Masih ingat di perjalanan sejarah kita, bahwa Hallyu sempat menghiasi kebudayaan Indonesia, terutama mengenai kebiasaan berpakaian anak muda. Remaja abad ke-20 mulai digandrungi oleh fashion yang bercermin pada budaya Jepang dan juga Korea. Hallyu diikuti pula dengan banyaknya perhatian akan produk Korea Selatan, seperti masakan, barang elektronik, musik dan film.
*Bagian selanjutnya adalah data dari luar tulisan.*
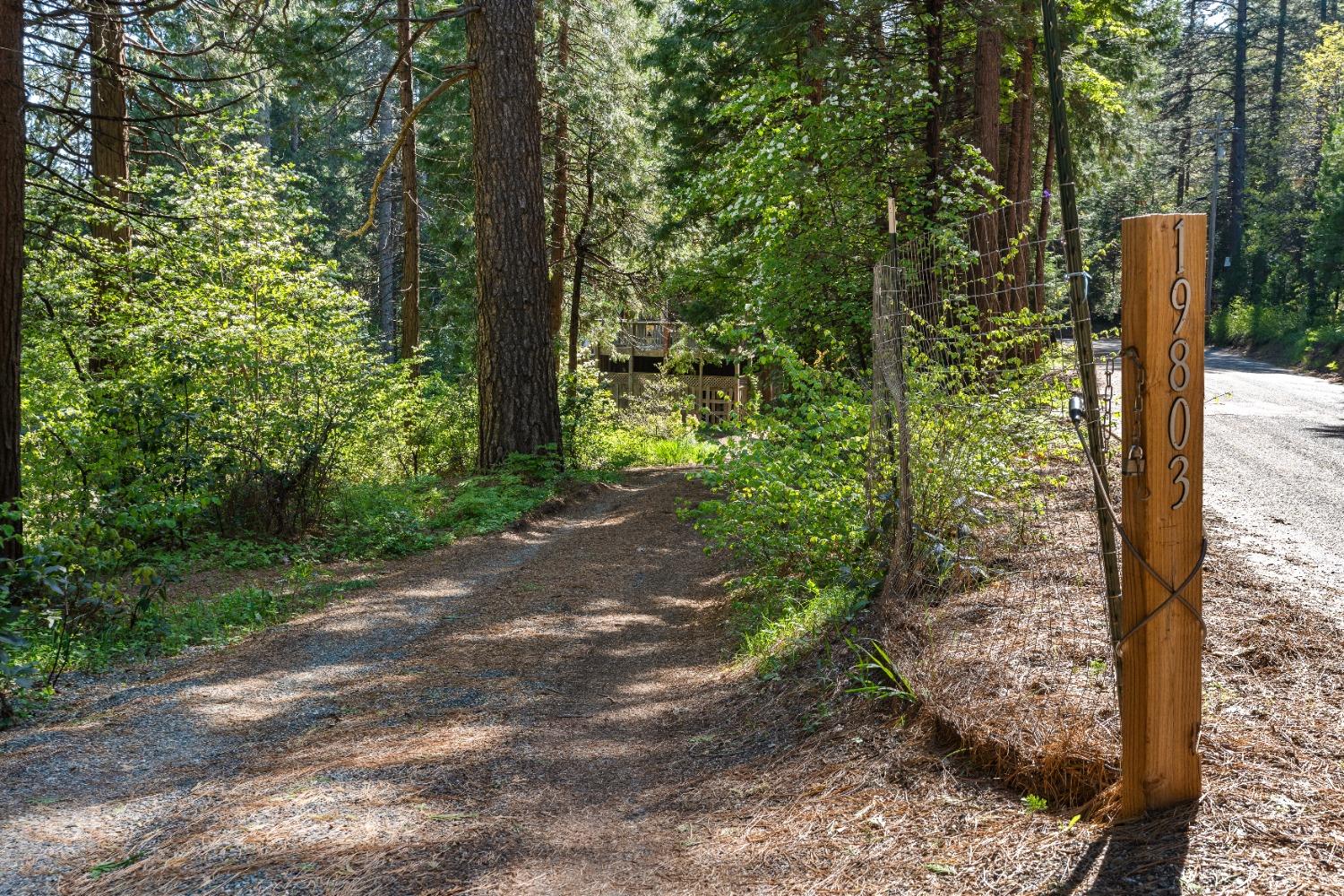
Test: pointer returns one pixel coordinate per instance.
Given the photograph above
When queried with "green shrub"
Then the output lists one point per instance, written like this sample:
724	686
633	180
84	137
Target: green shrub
790	506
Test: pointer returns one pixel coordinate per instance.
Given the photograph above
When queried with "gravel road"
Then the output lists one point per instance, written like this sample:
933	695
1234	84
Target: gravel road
1274	469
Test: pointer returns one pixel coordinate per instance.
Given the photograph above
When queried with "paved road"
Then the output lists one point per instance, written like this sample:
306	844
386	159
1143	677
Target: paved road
1274	469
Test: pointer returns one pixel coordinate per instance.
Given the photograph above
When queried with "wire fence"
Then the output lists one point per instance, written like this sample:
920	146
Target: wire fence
996	607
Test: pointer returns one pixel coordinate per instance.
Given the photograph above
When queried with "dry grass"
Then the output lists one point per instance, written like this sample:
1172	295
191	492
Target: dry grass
575	731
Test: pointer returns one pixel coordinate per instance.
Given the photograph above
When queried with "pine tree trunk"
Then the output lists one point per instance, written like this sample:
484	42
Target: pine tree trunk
516	379
575	297
389	279
1187	99
11	252
1236	171
1018	174
986	228
933	123
109	151
1276	89
410	194
561	185
580	261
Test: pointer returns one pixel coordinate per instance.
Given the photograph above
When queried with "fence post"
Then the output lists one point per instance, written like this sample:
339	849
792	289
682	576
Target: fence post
902	554
1163	260
1080	311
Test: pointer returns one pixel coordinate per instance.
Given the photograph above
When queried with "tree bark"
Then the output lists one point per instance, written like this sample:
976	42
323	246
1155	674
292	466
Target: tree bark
387	274
1276	89
561	185
410	194
1016	177
109	153
516	378
1043	223
110	140
1236	171
580	261
11	252
986	112
933	123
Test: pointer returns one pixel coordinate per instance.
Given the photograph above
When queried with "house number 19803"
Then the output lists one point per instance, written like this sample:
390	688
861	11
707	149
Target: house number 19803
1177	418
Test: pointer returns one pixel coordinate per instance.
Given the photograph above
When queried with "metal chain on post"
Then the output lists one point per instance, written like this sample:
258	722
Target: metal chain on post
1081	314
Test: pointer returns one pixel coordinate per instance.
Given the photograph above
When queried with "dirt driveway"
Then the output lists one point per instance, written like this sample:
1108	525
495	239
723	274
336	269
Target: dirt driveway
553	711
511	712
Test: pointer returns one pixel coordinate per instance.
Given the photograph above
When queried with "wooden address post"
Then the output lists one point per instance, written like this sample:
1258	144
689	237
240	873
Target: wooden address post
1163	445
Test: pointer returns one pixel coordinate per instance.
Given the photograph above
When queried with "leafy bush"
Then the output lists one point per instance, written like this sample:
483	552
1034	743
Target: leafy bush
214	368
653	430
790	506
1285	332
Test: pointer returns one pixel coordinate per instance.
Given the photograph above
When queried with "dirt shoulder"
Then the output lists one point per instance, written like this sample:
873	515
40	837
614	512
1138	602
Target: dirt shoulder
551	711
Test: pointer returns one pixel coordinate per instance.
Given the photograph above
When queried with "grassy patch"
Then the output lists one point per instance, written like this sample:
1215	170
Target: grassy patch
1281	333
168	629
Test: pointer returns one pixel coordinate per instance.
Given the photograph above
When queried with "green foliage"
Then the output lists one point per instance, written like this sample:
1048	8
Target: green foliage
875	677
215	370
1288	333
790	506
655	430
1032	804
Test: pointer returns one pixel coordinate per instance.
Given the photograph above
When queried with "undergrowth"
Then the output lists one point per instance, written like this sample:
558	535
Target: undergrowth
1282	333
789	506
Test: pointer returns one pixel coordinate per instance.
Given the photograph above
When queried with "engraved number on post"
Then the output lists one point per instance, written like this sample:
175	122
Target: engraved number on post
1182	479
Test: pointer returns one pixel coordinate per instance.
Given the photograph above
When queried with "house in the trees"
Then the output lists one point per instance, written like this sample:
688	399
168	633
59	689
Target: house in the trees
642	354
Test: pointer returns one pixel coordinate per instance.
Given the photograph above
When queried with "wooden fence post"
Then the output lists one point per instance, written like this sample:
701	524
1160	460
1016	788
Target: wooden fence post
1163	260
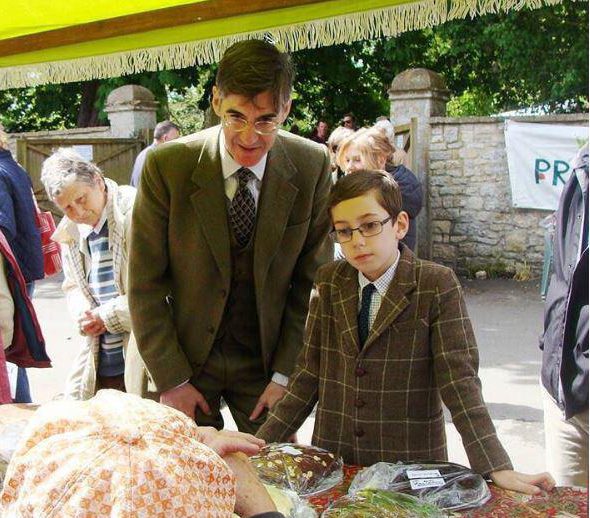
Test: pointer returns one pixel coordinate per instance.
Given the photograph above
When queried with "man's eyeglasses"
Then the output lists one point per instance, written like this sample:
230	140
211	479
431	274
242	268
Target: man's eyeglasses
237	124
371	228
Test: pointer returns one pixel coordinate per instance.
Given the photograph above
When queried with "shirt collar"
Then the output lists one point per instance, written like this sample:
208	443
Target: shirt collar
86	230
383	282
229	166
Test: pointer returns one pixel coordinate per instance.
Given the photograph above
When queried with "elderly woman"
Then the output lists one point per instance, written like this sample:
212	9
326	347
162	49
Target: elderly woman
369	148
94	236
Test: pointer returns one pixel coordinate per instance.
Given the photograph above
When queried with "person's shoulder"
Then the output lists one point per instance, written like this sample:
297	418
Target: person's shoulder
335	273
433	274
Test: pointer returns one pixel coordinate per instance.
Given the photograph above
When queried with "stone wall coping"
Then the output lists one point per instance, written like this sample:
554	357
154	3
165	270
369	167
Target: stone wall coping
60	133
563	117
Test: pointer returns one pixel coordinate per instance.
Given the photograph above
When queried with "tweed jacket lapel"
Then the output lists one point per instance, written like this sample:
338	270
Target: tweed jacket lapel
274	207
395	300
209	198
346	307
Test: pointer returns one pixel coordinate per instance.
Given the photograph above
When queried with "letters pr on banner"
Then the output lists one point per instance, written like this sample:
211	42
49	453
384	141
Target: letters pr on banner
539	161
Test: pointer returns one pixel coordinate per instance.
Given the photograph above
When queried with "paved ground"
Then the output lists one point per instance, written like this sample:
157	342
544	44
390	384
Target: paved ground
507	318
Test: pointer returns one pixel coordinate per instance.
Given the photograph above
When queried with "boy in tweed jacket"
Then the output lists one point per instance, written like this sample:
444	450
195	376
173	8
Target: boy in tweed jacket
378	363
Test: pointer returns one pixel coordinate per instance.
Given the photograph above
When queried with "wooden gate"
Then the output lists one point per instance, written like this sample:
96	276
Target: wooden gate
114	156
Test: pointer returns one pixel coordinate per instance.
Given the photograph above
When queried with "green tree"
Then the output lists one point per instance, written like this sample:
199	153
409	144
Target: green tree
528	59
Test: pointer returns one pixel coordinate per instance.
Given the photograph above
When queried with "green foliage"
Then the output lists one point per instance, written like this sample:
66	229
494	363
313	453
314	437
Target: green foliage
41	108
527	59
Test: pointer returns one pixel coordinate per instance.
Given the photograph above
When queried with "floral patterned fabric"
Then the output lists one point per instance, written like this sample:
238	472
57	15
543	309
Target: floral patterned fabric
115	455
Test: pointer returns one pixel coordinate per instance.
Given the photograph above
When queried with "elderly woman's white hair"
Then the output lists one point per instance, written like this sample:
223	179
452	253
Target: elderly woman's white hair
63	167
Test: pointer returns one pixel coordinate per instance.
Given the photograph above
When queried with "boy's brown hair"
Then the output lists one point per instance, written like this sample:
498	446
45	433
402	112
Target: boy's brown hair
362	182
252	67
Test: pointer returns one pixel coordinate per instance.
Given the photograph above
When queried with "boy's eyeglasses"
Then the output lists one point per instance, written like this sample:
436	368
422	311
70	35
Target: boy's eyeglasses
371	228
237	124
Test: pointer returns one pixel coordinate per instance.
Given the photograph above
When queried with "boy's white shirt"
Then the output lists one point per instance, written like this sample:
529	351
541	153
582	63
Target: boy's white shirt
381	285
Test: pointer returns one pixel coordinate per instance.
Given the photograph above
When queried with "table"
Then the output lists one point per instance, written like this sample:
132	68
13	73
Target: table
562	502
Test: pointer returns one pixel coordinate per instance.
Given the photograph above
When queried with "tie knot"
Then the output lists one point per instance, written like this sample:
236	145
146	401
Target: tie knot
368	290
244	175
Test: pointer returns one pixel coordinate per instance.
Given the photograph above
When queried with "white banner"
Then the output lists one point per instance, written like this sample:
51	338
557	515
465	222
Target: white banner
539	158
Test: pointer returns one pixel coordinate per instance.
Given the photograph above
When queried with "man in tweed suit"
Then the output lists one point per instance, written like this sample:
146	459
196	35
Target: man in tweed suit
229	227
379	368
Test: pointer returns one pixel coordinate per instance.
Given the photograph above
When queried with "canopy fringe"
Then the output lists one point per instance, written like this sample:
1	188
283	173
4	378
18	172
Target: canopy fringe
389	21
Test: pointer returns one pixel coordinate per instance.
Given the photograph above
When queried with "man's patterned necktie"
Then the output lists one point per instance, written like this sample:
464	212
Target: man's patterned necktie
242	210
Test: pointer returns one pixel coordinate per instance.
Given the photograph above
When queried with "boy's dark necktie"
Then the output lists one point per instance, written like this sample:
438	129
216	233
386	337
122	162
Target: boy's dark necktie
363	321
242	210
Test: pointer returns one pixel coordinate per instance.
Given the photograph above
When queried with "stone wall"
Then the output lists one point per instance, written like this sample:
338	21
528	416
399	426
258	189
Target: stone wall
96	132
473	224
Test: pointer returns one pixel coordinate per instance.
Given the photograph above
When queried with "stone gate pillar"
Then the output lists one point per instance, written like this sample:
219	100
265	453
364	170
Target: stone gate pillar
132	111
416	95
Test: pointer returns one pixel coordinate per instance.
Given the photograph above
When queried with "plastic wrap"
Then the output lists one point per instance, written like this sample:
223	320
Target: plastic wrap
378	503
307	470
449	486
289	503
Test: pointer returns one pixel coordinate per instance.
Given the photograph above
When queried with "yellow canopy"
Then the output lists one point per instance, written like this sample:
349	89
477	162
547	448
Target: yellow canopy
60	41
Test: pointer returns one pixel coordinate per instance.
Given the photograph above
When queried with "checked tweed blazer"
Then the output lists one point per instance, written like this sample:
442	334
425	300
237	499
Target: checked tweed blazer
383	403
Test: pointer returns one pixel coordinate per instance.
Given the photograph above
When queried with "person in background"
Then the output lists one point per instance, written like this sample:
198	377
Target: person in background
399	156
320	133
229	227
564	372
6	331
349	121
387	342
18	222
369	148
334	140
94	236
163	132
20	333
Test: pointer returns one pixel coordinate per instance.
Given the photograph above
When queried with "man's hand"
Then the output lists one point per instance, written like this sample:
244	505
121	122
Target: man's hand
185	398
224	442
528	484
272	393
90	324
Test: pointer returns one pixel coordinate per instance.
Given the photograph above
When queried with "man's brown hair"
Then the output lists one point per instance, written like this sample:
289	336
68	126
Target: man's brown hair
252	67
362	182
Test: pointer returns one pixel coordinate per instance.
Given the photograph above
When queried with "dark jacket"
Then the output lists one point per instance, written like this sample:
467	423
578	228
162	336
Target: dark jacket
18	217
411	189
28	345
565	338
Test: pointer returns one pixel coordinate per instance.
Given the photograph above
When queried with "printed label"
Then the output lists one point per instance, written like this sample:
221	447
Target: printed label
423	473
421	483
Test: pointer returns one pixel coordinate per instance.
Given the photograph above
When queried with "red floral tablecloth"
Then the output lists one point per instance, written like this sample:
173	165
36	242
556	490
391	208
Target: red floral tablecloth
562	502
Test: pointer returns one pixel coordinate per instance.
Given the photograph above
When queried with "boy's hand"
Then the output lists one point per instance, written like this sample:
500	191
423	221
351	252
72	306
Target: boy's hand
523	483
272	393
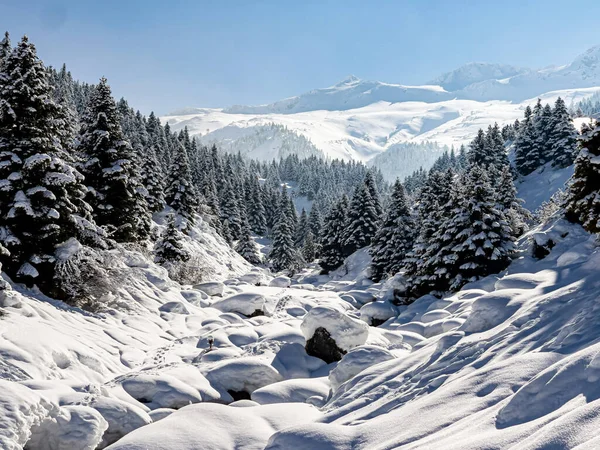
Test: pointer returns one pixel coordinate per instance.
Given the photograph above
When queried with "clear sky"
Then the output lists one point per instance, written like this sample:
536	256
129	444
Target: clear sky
162	55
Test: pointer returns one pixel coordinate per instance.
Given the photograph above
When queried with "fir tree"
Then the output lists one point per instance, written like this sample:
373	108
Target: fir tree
315	222
114	188
41	196
309	249
394	239
473	241
562	137
362	220
246	246
527	157
331	255
169	248
5	48
181	193
582	204
302	229
283	255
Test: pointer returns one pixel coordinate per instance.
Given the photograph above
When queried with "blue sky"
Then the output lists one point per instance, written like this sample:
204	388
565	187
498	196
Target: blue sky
166	54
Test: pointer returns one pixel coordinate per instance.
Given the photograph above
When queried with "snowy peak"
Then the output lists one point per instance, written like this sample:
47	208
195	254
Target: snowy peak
474	73
350	93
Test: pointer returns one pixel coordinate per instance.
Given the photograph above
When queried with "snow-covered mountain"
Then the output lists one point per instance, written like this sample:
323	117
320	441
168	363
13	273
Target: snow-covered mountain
360	119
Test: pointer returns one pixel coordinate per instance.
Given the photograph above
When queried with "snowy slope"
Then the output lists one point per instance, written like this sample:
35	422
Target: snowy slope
359	119
365	132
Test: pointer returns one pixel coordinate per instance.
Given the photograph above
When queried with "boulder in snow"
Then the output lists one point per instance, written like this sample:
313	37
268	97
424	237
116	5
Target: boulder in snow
247	303
281	281
211	288
355	361
330	333
376	313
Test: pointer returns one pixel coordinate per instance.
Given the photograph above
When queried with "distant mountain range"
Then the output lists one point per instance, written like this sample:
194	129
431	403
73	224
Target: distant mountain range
360	119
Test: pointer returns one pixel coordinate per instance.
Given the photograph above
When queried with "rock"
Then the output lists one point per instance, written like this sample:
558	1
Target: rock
174	307
330	333
323	346
281	281
211	288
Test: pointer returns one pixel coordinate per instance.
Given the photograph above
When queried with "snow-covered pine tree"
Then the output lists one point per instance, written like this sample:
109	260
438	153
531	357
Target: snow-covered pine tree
331	255
283	255
507	201
302	229
477	238
527	157
309	249
230	211
41	196
562	137
543	131
315	222
394	238
371	184
246	246
181	193
153	179
169	248
362	221
477	149
434	206
256	208
582	204
5	48
114	188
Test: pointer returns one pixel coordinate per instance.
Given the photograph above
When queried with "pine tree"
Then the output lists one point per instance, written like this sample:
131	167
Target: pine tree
331	255
507	201
302	229
582	204
473	241
5	48
527	157
230	211
394	239
169	248
315	222
309	249
362	221
435	206
562	137
153	180
246	246
41	196
181	193
283	255
114	188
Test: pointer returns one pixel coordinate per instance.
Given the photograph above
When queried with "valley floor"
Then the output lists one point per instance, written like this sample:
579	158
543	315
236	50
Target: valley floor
508	362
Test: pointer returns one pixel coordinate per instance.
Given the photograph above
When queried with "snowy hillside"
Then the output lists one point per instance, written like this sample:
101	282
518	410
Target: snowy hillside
359	119
508	362
363	133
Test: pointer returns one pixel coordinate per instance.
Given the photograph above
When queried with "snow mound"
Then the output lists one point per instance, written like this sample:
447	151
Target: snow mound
242	375
346	331
296	391
218	427
377	312
355	361
210	287
246	303
159	391
74	427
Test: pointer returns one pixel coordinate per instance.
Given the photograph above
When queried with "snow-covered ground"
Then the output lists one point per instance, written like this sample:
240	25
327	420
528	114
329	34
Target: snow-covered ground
508	362
359	133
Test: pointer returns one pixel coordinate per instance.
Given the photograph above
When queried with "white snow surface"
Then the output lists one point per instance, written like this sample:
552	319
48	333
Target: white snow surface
510	361
359	119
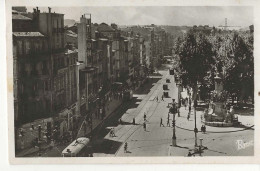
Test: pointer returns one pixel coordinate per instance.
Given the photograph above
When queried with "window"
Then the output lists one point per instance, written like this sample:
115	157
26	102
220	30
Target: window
27	47
20	47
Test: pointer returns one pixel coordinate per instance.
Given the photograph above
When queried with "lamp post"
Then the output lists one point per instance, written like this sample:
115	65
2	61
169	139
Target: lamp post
195	119
172	111
174	135
178	83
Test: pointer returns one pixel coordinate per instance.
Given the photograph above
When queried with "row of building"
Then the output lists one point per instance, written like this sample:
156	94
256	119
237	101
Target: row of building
63	74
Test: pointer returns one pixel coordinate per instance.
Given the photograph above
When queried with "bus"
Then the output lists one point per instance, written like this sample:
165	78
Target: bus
78	148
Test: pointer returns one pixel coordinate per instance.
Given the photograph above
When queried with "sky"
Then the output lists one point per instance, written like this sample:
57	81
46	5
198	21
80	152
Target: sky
160	15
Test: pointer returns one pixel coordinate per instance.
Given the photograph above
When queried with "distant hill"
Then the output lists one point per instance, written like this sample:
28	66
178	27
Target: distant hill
175	31
69	22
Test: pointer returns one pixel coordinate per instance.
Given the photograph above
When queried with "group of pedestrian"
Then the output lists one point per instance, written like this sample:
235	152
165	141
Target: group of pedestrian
156	98
203	129
112	132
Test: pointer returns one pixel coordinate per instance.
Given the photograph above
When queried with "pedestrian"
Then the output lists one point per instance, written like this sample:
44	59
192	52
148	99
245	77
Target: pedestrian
145	117
186	102
201	129
125	148
113	132
168	121
161	123
204	129
144	125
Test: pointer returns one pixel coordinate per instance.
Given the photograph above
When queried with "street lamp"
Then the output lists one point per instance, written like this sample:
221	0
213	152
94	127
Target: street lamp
172	111
179	96
195	119
174	135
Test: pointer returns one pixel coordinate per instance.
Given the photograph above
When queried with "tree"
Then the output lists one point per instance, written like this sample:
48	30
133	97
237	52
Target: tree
194	57
240	74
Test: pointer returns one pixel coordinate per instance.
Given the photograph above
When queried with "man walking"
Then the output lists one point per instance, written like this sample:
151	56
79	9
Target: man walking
125	148
161	124
145	117
168	121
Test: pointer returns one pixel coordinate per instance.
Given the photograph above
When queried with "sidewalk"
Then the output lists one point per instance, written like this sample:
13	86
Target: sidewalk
96	121
47	151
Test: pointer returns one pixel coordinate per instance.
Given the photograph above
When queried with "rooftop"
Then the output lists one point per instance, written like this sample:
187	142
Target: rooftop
17	16
28	34
103	27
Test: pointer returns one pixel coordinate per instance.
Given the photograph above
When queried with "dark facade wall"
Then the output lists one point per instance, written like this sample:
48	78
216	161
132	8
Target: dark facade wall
22	26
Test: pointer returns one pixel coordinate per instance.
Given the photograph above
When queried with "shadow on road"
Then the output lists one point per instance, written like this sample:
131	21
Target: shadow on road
146	88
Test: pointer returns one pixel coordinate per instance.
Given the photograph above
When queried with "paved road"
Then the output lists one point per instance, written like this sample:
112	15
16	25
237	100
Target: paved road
156	140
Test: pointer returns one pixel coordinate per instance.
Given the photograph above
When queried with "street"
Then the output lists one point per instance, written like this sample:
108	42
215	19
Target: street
156	140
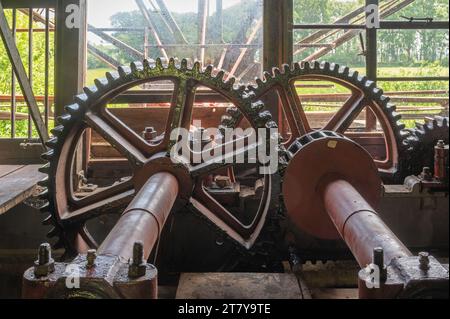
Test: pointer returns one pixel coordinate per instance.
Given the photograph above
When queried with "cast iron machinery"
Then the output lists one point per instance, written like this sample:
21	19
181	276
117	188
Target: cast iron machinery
328	186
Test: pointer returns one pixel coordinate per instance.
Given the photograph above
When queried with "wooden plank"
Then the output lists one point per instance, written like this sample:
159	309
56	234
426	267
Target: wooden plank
332	293
18	186
8	169
24	81
238	286
20	152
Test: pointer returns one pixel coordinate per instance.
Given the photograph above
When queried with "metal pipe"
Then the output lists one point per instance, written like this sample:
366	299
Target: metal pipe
144	218
359	224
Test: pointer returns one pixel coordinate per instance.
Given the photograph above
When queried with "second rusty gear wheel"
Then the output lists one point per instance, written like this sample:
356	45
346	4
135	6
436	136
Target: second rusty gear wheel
422	143
364	94
69	214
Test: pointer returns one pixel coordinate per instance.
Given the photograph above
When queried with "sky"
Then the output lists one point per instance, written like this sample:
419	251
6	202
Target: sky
100	11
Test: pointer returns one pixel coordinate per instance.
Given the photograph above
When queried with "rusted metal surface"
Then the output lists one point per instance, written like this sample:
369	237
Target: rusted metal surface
359	224
407	278
144	218
364	95
108	279
238	286
309	165
344	199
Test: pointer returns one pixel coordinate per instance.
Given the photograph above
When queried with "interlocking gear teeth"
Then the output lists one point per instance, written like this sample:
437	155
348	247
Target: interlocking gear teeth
48	221
90	91
344	74
57	131
45	169
421	143
63	119
130	74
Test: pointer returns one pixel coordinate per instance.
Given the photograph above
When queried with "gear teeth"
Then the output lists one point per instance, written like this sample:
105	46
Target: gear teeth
196	67
101	83
172	64
230	83
241	89
124	71
219	76
227	121
184	65
370	85
257	107
377	92
72	108
53	233
344	71
208	71
112	77
137	67
334	67
391	107
57	131
51	143
48	156
307	66
48	221
271	125
233	111
325	66
44	195
259	83
276	72
90	91
286	68
267	76
159	66
64	119
45	169
81	99
45	209
44	183
59	245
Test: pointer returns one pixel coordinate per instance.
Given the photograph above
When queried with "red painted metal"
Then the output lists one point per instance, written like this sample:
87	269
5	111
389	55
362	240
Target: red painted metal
359	224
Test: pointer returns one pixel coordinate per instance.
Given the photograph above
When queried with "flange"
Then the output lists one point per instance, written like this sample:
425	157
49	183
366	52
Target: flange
316	159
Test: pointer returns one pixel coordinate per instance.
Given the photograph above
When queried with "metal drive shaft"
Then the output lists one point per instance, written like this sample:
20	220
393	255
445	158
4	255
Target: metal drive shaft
144	218
359	224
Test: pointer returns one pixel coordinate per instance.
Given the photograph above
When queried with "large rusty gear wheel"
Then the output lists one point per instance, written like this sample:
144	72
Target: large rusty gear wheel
364	93
68	216
422	143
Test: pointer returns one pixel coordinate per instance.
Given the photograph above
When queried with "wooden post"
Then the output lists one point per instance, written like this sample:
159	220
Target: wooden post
371	65
70	55
278	42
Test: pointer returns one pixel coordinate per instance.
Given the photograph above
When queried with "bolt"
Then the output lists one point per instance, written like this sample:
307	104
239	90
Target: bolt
424	260
223	181
378	260
426	174
440	144
45	263
44	254
137	267
138	253
149	134
91	256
Dari segi masakan, sangat mudah dijumpai restoran yang menyajikan makanan khas Korea. Beberapa tayangan televisi yang menghadirkan Chef ternama terkadang mendemonstrasikan memasak ala Korea. Begitu juga dengan elektronik produkan Korea, sudah menjamur di Indonesia, sebut saja brand Samsung. Samsung kemudian menggeser kedudukan merk lainnya yang telah lama digunakan seperti Nokia.
K-Pop seperti Super Junior, SNSD, Big Bang dan lainnya menjadi perhatian dunia. Bukan hanya karena personilnya yang tampan dan cantik, serta pakaian yang unik, tetapi budaya dance ala Korea dan musiknyapun menjadi nilai tambah.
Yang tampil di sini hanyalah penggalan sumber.